The holistic and stakeholder-based approach of the Sustainable Square Mile model appeals to Foreman, who is seeking to establish a collaboration with Blacks in Green that works as a partnership, even as Environmental Health watch endeavors to incorporate and adapt the Sustainable Square Mile model to address the specific needs of the Buckeye community.  She is determined to avoid the top-down approach that relegates stakeholders to spectator status that so often defines community development – especially where donor dollars are involved.

“We have a food co-op development team of stakeholders and residents.  The residents have to make up 50% of that planning steering committee.

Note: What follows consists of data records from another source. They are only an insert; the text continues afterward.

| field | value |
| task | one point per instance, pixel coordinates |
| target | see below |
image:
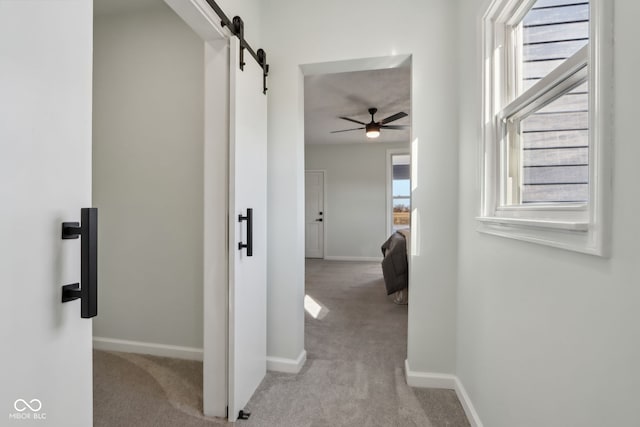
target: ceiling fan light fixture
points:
(373, 130)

And my goal was to say, okay, residents, the [administrators] tell you what their plans are. You check off a box or you say, I like the tile color. And that’s all you get when all of these plans have been crafted and developed for years [without stakeholder input]. But I’m trying to show [that] you have to be at the table to further develop the solution. Don’t be afraid to develop the relationships or understand where some of their constraints are,” Foreman said.

 

Looking Forward

Blacks in Green gained a major boost toward expanding its Sustainable Square Mile model in the form of a five-year, $10 million grant from the U.S. Environmental Protection Agency, administered through the Federal Interagency Communities Technical Assistance Network in April 2023 as part of the Justice 40 Initiative of the Biden-Harris administration.  As one of 17 organizations selected to receive a slice of the $177 million pie, Blacks in Green will serve as lead for Region 5 of the EPA, which encompasses 35 tribal lands along with the states of Illinois, Indiana, Michigan, Minnesota, Ohio and Wisconsin.

In contrast to a more conventional model where smaller BIPOC organizations serve as subcontractors to a larger majority-White organization, Blacks in Green will act as the lead to a collaboration of five community-based organizations: the Midwest Tribal Energy Resources Association, Black Environmental Leaders Association, Environmental Health Watch, the School of Public Health at the University of Illinois Chicago, and the Smart Energy Design Assistance Center at the University of Illinois at Urbana-Champaign.

Recognition and financial support have only accelerated Davis’s sense of urgency toward furthering the mission of Blacks in Green to increase the well-being of BIPOC communities across the country, as opposed to than waiting until West Woodlawn has accomplished its revitalization – a process that could require decades of time, not to mention billions of dollars.

“All along it’s been our goal to have Sustainable Square Mile developments in every Black neighborhood across the country. Why? Because in 50 years of my witness as a child of the civil rights movement, I was born the day before Emmett [Till] was killed.  And the arc, when we had all of the cash flows, we had the organizing, we had the ear of the world, we had the moral high ground, we had all of that in place. And across 50 years, our metrics of health and wealth are worse than ever. We didn’t manage the metric that mattered the most. And that is increase in household income.

“We’re saying let’s make the proof of concept be that we’re able to take the eight principles, programs, projects, activities and the employment, the enterprises associated with that. And over time, with a control group, with a methodology, with some metrics to implement the eight principles and thereby increase household income of legacy residents in these neighborhoods. Because if we don’t have that, it’s pointless,” Davis said.

Audrey is an independent writer and researcher based in the greater Chicago area with advanced degrees in sociology and law from Northwestern University. She specializes in sustainability in the built environment, culture and arts, policy, and related topics. Her work has been featured in Wallpaper magazine, the Chicago Reader, Chicago Architect magazine, Next City, Transitions Abroad, Belt Magazine and other consumer and trade publications. Her coverage focuses on environmental justice and equity.